The growing volume of sophisticated event-level data collection, with improving geographic and temporal coverage, offers prospects for conducting novel analyses. In instances where multiple related datasets are available, researchers tend to rely on one at a time, ignoring the potential value of the multiple datasets in providing more comprehensive, precise, and valid measurement of empirical phenomena. If multiple datasets are used, integration is typically limited to manual efforts for select cases. We develop the conceptual and methodological foundations for automated, transparent and reproducible integration and disambiguation of multiple event datasets. We formally present the methodology, validate it with synthetic test data, and demonstrate its application using conflict event data for Africa, drawing on four leading sources (UCDP-GED, ACLED, SCAD, GTD). We show that whether analyses rely on one or multiple datasets can affect substantive findings with regard to key explanatory variables, thus highlighting the critical importance of systematic data integration.

Andreas Jungherr

Normalizing Digital Trace Data

Date: POSTPONED - This seminar will now be taking place in October. Exact date TBC.
Speaker:  Andreas Jungherr, University of Konstanz

Over the last ten years, social scientists have found themselves confronting a massive increase in available data sources. In the debates on how to use these new data, the research potential of “digital trace data” has featured prominently. While various commentators expect digital trace data to create a “measurement revolution”, empirical work has fallen somewhat short of these grand expectations. In fact, empirical research based on digital trace data is largely limited by the prevalence of two central fallacies: First, the n=all fallacy; second, the mirror fallacy. As Andreas will argue, these fallacies can be addressed by developing a measurement theory for the use of digital trace data. For this, researchers will have to test the consequences of variations in research designs, account for sample problems arising from digital trace data, and explicitly link signals identified in digital trace data to sophisticated conceptualizations of social phenomena.
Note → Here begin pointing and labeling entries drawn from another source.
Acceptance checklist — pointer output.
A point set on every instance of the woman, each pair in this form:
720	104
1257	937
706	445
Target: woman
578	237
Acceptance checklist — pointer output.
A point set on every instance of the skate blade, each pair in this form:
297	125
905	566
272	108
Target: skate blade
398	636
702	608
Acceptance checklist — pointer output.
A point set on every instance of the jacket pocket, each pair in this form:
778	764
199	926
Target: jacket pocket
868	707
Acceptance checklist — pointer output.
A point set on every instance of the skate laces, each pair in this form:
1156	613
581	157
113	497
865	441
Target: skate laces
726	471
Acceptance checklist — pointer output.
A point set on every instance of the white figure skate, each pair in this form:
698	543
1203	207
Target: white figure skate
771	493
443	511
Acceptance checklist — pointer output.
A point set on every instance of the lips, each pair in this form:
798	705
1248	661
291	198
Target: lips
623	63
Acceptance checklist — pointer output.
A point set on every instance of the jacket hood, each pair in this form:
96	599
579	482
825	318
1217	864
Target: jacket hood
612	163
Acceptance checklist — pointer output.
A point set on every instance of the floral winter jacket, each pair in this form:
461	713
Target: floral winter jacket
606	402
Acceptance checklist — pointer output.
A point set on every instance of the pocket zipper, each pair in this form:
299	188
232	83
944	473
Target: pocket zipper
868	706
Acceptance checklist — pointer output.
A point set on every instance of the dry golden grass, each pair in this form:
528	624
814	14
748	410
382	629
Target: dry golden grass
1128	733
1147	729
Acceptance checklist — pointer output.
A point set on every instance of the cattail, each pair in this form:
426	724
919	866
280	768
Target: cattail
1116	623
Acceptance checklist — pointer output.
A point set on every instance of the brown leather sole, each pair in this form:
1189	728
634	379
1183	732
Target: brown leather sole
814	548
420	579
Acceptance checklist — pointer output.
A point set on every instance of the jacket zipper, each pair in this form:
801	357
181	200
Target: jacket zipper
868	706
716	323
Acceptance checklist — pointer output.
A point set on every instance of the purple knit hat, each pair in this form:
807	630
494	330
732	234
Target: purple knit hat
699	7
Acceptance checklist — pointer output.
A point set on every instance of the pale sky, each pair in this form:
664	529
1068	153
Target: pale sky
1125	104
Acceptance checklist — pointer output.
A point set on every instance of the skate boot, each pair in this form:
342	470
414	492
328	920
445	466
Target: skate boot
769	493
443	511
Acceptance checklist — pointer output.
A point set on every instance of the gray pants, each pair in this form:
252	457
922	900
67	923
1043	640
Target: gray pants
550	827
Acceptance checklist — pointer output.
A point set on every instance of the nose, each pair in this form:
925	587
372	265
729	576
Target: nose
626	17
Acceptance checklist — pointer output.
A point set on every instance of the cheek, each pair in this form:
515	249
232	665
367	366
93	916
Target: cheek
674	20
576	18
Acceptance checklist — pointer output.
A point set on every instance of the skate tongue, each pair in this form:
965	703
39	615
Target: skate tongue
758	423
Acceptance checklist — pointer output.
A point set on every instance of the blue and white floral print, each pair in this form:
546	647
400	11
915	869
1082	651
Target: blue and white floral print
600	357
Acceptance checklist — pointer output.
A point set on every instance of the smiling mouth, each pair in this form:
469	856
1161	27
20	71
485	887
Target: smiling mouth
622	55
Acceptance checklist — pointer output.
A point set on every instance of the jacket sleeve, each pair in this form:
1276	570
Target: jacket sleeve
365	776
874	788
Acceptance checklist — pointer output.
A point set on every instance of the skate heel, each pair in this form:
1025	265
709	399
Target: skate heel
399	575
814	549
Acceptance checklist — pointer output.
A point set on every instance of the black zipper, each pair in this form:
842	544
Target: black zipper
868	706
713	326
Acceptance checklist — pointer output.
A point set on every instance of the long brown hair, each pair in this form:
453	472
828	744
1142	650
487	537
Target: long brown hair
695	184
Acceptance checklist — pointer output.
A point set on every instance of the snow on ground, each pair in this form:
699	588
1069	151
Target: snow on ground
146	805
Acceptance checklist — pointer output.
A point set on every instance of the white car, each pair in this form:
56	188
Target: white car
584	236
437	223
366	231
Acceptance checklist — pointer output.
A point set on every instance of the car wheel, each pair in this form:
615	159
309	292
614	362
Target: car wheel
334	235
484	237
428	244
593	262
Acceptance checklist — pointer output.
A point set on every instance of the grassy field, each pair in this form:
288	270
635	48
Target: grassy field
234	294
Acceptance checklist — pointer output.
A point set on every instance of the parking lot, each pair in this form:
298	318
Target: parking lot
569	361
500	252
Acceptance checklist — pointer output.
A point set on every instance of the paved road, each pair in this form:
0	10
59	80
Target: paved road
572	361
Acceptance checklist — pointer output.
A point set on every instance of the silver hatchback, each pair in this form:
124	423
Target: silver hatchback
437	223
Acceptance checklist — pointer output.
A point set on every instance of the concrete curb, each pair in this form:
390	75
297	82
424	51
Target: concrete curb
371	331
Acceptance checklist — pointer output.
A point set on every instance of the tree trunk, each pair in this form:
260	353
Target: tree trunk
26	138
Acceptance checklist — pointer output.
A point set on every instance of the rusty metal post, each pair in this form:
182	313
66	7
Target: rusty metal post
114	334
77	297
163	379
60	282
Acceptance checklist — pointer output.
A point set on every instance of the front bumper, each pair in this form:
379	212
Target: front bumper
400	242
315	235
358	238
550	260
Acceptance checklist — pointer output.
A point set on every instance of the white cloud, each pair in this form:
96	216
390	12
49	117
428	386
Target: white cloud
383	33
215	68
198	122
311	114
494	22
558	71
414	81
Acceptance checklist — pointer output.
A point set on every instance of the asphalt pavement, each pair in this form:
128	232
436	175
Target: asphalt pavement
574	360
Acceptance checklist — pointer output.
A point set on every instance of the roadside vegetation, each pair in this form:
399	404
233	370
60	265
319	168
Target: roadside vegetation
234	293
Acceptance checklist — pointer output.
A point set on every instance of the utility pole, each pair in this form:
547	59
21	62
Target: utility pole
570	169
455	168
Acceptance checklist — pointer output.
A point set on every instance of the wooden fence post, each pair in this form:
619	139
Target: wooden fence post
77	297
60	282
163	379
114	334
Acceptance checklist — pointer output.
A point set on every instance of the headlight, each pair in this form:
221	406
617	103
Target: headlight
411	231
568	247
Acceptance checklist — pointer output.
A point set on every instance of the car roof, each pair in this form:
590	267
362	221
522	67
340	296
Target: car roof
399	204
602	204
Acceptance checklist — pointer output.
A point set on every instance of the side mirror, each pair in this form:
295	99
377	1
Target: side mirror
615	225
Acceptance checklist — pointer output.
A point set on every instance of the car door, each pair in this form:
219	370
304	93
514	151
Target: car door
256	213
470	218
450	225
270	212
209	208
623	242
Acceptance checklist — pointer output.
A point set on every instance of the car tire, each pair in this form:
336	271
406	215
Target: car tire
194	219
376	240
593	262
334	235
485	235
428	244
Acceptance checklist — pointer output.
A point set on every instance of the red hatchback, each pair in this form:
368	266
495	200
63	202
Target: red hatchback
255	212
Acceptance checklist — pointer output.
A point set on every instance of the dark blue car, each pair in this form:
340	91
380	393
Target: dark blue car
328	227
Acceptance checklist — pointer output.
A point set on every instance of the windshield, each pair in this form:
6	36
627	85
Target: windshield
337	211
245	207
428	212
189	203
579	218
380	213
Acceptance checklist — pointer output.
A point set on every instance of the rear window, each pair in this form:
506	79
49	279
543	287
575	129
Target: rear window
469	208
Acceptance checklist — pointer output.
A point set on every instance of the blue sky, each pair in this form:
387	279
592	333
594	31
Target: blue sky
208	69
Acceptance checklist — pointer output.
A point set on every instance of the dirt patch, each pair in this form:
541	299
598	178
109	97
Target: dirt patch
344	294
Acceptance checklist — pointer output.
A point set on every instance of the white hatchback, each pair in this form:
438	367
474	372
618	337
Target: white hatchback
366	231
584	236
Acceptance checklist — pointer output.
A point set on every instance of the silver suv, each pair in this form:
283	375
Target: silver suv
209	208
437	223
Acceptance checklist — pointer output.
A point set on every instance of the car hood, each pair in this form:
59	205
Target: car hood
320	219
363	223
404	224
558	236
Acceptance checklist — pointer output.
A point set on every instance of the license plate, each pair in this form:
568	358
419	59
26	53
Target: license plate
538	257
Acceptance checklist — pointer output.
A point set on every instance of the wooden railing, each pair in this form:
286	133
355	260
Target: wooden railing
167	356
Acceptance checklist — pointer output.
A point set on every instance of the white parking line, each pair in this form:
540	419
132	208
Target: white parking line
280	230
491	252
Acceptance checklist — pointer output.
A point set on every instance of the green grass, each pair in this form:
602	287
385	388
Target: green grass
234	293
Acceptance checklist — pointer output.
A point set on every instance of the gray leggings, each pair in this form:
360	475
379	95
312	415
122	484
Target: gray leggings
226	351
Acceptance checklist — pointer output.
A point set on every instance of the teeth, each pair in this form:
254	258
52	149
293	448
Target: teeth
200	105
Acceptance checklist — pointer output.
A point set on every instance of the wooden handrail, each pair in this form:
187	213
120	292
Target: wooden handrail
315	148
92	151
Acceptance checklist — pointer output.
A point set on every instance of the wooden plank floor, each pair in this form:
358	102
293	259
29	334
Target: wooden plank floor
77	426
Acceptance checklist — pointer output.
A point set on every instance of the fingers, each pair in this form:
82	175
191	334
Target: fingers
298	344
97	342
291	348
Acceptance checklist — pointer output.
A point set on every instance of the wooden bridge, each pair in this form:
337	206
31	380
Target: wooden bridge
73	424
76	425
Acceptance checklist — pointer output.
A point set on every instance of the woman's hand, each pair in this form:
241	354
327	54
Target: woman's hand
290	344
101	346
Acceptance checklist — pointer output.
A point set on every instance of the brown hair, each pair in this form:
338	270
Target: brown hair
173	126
Below, he will outline the two fallacies in greater detail then discuss their consequences with regard to three general areas in the work with digital trace data in the social sciences: digital ethnography, proxies, and hybrids. In these sections, he will present selected prominent studies predominantly from political communication research. Andreas will close by a short assessment of the road ahead and how these fallacies might be constructively addressed by the systematic development of a measurement theory for the work with digital trace data in the social sciences.